As long as you follow these steps when dividing two or more fractions, you’ll be a professional at adding fractions in a matter of time.
Adding Fractions with Unlike Denominators
This process will need an additional step when you add or subtract fractions with different denominators. To do this function with two or more fractions, they must have the same denominator.
The Steps to Adding Fractions with Unlike Denominators
As we have said before this, to add unlike fractions, you must follow all three steps stated above to transform these unlike denominators into equivalent fractions
Examples of How to Add Fractions with Unlike Denominators
Here, we will put more emphasis on another example by adding the following fractions:
1/6+2/3+6/4
As shown, the denominators are distinct, and the smallest common multiple is 12. Therefore, we multiply each fraction by a value to achieve the denominator of 12.
1/6 * 2 = 2/12
2/3 * 4 = 8/12
6/4 * 3 = 18/12
Once all the fractions have a common denominator, we will proceed to total the numerators:
2/12 + 8/12 + 18/12 = 28/12
We simplify the fraction by dividing the numerator and denominator by 4, concluding with a final answer of 7/3.
Adding Mixed Numbers
We have mentioned like and unlike fractions, but now we will touch upon mixed fractions. These are fractions followed by whole numbers.
The Steps to Adding Mixed Numbers
To work out addition exercises with mixed numbers, you must start by turning the mixed number into a fraction. Here are the procedures and keep reading for an example.
Step 1
Multiply the whole number by the numerator
Step 2
Add that number to the numerator.
Step 3
Note down your answer as a numerator and retain the denominator.
Now, you go ahead by summing these unlike fractions as you normally would.
Examples of How to Add Mixed Numbers
As an example, we will solve 1 3/4 + 5/4.

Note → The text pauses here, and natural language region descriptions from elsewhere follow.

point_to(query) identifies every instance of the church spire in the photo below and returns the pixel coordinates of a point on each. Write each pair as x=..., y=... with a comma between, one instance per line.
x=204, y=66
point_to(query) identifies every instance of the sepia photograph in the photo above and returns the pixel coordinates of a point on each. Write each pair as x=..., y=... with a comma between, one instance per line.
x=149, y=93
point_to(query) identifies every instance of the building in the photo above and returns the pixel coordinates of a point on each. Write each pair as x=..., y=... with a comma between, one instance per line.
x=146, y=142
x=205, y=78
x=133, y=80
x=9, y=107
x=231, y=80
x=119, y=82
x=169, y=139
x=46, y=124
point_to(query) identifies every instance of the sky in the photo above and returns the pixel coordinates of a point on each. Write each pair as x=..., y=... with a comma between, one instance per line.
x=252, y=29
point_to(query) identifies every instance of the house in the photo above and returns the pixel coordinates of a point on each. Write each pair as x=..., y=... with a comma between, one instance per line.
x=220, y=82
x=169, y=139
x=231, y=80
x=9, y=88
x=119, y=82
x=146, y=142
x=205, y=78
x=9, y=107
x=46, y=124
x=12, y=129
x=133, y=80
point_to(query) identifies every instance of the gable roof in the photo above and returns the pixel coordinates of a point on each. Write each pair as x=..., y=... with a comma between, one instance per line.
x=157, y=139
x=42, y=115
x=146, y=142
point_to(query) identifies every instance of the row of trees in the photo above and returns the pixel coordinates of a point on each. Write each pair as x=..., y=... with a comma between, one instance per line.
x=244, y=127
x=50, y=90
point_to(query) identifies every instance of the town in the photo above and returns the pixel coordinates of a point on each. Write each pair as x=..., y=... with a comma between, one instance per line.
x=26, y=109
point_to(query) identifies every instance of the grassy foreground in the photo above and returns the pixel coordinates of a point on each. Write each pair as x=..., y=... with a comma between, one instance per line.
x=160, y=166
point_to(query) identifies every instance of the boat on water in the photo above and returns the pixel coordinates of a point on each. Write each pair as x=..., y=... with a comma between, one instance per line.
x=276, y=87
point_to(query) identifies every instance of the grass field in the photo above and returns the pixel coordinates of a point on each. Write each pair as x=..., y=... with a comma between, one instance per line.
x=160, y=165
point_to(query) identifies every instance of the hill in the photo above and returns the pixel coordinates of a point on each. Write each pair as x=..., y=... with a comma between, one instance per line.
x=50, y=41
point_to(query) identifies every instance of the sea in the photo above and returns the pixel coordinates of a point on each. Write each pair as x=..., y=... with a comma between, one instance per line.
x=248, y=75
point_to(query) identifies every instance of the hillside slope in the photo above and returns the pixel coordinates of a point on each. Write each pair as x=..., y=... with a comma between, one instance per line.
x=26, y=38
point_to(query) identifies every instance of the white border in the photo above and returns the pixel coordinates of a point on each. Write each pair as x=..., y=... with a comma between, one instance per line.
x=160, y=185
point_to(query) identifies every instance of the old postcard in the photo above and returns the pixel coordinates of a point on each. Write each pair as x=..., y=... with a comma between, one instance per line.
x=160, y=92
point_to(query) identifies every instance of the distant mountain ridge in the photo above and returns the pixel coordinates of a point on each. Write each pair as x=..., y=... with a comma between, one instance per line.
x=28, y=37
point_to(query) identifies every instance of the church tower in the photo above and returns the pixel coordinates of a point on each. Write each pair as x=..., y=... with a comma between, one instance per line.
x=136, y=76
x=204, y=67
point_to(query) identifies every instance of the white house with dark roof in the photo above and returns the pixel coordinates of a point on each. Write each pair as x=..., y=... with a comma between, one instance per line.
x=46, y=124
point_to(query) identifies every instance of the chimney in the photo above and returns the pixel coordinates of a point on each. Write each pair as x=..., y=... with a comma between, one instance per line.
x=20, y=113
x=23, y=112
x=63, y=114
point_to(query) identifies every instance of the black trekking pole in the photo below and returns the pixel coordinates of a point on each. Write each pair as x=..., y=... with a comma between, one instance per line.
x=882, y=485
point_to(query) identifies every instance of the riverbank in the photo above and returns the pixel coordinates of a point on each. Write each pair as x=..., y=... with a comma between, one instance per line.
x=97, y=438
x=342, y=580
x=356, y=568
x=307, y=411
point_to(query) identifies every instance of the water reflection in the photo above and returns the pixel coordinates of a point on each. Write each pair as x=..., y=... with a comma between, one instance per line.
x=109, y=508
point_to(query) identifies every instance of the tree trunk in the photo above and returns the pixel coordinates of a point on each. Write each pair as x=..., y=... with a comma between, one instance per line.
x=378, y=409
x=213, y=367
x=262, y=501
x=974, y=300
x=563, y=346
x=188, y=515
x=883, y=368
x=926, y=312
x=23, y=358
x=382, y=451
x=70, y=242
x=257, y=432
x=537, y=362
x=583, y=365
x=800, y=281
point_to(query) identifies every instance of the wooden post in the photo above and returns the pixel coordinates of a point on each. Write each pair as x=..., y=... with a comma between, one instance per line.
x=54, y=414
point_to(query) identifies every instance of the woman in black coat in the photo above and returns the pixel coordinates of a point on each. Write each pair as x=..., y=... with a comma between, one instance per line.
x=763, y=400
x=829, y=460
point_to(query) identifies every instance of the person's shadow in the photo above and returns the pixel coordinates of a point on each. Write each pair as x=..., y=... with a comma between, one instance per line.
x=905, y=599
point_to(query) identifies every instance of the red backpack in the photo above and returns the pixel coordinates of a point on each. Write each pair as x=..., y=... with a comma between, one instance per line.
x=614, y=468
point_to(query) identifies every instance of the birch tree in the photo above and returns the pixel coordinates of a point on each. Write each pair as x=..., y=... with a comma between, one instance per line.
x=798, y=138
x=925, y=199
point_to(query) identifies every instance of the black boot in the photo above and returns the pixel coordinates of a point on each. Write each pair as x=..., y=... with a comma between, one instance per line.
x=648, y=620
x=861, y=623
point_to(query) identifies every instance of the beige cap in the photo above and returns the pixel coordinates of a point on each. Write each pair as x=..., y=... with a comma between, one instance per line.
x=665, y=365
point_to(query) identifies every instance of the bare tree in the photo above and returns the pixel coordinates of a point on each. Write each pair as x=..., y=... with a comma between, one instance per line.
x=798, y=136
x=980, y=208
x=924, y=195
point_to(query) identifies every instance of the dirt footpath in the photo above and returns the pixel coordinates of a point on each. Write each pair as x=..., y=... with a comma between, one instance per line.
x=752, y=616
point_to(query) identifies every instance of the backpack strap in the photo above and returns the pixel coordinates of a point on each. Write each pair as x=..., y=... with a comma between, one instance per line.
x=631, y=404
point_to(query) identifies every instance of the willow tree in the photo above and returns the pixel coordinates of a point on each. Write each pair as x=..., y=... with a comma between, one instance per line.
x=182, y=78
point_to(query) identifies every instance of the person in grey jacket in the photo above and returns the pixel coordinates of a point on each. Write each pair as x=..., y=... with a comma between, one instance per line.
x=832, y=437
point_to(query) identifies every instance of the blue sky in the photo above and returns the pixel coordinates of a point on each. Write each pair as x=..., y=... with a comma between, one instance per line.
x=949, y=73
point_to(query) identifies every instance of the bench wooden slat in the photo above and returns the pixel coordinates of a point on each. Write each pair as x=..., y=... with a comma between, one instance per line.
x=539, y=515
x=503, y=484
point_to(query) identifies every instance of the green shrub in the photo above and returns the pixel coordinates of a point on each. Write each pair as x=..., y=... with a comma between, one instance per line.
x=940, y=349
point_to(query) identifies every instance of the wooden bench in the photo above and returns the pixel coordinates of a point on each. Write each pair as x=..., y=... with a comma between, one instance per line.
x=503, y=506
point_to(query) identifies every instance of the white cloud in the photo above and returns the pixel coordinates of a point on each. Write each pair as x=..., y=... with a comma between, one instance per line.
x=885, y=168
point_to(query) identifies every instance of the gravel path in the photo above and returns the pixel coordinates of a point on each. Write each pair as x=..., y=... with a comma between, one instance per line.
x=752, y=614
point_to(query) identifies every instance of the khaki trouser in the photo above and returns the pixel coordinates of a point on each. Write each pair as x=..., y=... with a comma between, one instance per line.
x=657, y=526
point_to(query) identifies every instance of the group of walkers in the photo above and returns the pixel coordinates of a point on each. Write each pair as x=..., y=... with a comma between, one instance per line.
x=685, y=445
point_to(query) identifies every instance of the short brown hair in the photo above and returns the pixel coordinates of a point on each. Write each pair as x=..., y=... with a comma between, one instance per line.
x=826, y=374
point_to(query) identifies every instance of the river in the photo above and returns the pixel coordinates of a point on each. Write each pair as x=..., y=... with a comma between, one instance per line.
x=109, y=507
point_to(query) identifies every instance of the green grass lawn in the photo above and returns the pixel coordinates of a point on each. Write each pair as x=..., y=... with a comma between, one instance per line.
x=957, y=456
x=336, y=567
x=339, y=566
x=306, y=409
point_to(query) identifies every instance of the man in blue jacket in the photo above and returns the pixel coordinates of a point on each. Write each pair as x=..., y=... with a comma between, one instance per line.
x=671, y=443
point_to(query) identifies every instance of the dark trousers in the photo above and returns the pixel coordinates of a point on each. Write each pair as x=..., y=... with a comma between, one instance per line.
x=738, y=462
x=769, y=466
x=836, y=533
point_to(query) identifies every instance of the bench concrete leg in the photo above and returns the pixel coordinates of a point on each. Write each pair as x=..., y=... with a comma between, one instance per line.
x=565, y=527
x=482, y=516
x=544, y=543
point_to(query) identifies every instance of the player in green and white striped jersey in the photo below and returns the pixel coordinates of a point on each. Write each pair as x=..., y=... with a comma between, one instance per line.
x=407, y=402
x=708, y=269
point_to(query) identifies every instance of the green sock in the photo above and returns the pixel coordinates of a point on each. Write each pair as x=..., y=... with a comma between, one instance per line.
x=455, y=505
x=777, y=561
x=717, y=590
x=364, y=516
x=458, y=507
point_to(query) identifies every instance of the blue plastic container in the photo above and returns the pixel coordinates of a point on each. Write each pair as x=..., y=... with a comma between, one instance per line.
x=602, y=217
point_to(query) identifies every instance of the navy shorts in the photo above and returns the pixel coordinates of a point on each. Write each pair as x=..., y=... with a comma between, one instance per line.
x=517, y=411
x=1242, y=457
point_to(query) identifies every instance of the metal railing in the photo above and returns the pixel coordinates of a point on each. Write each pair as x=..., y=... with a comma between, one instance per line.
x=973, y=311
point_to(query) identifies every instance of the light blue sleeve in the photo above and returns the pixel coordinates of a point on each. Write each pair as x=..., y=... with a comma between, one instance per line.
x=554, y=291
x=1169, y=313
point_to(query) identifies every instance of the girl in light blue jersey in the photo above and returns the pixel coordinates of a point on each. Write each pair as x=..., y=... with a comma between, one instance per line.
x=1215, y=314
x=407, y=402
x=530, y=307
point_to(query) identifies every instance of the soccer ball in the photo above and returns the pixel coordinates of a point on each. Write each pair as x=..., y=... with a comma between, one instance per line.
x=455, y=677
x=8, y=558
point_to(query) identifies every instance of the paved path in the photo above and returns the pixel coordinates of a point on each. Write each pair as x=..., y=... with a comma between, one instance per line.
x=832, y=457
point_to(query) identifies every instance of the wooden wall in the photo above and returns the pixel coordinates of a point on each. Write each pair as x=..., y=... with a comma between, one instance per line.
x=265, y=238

Foremost, let’s convert the mixed number into a fraction. You are required to multiply the whole number by the denominator, which is 4. 1 = 4/4
Then, add the whole number represented as a fraction to the other fraction in the mixed number.
4/4 + 3/4 = 7/4
You will conclude with this result:
7/4 + 5/4
By adding the numerators with the same denominator, we will have a conclusive answer of 12/4. We simplify the fraction by dividing both the numerator and denominator by 4, resulting in 3 as a final answer.
Use Grade Potential to Enhance Your Math Skills Today
If you're finding yourself pondering about adding fractions, consider signing up for a tutoring class with Grade Potential. One of our professional instructors can help you grasp the topic and ace your next test.